From here, cheating just spread like wildfire and only grew more and more popular as time went on. When you really sit down and look at it, it only makes sense that it is still such a popular proclivity in gaming today. However, it may be that hacking and cheating are done for entirely different reasons today. What is the reasoning behind hacking and cheating today?

Unlocking Pay To Play Items

Have you heard the term pay to play? You likely have and it is usually associated with free games. For instance, today, there are a lot of games that are free for download and online play. The way that developers try to make money on these games is by designing in-game items that players need in order to get ahead. They’ll take out money at 1APCapital.sg and try to pay back the loan with in-game purchases from customers.
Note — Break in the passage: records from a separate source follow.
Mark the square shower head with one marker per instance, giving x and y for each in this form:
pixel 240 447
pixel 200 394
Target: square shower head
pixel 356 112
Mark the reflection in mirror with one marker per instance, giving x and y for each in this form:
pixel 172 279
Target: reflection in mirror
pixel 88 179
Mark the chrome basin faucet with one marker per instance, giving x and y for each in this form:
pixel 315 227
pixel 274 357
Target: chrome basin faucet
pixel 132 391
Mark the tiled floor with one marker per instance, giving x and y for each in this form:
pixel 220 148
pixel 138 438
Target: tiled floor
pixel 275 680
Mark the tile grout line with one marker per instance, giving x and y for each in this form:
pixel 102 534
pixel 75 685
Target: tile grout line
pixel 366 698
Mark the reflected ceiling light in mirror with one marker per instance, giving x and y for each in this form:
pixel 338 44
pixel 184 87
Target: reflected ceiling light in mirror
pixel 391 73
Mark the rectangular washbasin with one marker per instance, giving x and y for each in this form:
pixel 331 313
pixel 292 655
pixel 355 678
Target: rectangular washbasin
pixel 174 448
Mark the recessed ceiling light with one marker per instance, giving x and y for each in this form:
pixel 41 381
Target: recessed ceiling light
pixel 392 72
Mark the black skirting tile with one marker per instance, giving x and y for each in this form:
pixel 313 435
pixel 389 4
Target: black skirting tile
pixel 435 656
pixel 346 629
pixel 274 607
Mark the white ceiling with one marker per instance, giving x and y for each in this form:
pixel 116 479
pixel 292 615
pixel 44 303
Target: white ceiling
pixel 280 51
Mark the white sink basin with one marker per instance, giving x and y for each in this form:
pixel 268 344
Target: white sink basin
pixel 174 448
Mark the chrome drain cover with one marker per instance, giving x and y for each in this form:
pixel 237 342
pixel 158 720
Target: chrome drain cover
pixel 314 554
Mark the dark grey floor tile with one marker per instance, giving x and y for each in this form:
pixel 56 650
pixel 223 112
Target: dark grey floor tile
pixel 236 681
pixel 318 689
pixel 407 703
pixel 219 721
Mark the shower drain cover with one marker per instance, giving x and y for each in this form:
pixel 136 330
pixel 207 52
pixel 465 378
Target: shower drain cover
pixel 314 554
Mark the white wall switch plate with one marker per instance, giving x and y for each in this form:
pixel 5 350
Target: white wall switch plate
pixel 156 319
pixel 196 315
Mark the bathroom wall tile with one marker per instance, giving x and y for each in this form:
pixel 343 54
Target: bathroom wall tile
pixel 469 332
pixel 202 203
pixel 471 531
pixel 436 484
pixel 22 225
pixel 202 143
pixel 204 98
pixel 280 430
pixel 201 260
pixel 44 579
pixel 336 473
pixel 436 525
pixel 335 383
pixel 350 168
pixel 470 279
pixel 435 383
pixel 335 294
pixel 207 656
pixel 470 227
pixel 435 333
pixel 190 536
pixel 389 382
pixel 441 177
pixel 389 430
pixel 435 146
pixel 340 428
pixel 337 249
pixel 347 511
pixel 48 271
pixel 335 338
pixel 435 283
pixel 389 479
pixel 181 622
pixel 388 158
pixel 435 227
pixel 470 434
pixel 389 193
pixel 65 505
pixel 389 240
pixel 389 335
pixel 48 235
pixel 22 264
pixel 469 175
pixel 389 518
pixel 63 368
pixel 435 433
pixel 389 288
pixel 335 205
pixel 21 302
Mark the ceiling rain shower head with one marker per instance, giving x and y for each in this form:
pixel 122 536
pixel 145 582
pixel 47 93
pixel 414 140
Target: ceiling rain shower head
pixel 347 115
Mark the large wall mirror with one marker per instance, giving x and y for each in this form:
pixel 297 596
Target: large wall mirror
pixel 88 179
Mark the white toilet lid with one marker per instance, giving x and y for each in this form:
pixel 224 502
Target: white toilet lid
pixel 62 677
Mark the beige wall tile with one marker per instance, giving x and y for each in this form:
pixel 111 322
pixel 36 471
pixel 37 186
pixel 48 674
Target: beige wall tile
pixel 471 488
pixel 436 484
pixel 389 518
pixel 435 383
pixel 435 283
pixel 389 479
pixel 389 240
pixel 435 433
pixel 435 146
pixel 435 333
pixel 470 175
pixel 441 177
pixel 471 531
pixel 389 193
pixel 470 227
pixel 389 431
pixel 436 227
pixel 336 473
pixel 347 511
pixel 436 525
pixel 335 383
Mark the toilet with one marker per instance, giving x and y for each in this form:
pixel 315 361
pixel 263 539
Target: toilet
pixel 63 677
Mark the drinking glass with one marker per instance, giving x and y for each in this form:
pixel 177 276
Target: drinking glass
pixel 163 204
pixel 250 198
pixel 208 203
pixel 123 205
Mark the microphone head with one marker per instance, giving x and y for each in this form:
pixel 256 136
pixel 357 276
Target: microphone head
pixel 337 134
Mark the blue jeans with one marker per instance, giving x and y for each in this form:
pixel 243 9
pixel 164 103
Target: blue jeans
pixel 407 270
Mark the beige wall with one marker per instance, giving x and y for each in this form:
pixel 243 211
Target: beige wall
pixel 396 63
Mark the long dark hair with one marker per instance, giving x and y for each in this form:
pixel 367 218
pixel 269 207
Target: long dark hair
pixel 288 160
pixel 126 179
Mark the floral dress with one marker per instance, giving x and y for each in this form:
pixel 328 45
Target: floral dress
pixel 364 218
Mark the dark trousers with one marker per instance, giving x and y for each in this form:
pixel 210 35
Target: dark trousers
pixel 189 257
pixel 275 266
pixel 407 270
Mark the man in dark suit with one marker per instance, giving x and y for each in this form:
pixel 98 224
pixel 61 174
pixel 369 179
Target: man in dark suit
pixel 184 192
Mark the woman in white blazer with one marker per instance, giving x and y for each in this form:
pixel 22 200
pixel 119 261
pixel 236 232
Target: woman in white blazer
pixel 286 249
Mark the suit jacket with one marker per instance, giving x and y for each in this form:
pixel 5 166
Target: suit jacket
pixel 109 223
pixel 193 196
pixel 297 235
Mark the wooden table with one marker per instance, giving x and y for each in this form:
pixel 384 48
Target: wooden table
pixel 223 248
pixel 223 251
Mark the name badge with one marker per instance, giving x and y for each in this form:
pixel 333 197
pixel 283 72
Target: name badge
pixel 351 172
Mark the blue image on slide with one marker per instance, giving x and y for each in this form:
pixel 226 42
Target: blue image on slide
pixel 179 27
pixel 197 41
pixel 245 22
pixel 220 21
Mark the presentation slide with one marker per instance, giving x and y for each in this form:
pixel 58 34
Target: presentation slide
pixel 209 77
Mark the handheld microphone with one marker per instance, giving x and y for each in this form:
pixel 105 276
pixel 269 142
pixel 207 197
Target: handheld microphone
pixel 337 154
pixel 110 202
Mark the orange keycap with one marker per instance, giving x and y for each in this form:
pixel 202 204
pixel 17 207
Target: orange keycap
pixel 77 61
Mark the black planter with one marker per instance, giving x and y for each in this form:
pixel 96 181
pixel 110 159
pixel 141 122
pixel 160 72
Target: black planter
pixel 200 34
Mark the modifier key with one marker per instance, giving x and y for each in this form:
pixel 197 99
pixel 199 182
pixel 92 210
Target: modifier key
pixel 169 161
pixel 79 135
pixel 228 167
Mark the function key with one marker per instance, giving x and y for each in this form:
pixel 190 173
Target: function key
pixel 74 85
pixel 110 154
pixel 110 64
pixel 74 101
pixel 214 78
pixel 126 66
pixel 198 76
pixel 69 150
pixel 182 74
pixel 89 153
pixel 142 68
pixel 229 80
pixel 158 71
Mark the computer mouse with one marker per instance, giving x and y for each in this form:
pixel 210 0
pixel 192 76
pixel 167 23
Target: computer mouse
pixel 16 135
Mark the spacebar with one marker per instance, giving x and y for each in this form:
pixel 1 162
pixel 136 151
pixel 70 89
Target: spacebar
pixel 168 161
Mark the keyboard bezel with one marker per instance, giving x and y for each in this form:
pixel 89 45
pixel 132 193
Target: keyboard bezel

These in-game items usually consist of more powerful attacks, resources, better armor, and boatloads of cosmetics. Whatever the situation, most players still aren’t willing to spend this money so they just hack and cheat to obtain such items.

Eliminates The Grinding

The ultimate goal of video games today is to get players to play your games as much as possible. One of the ways they do this is by implementing grinding techniques. Whether it is random algorithms spitting out random gear or the need to get more experience to get your characters to a higher level, manufacturers implement all kinds of obstacles so that players have to spend countless hours in their game. The only problem is that the average, casual gamer has less available time than what they used to. This is just another reason for cheating and hacking. It gives players access to higher levels and pertinent gear that would otherwise take hours and days to grind for.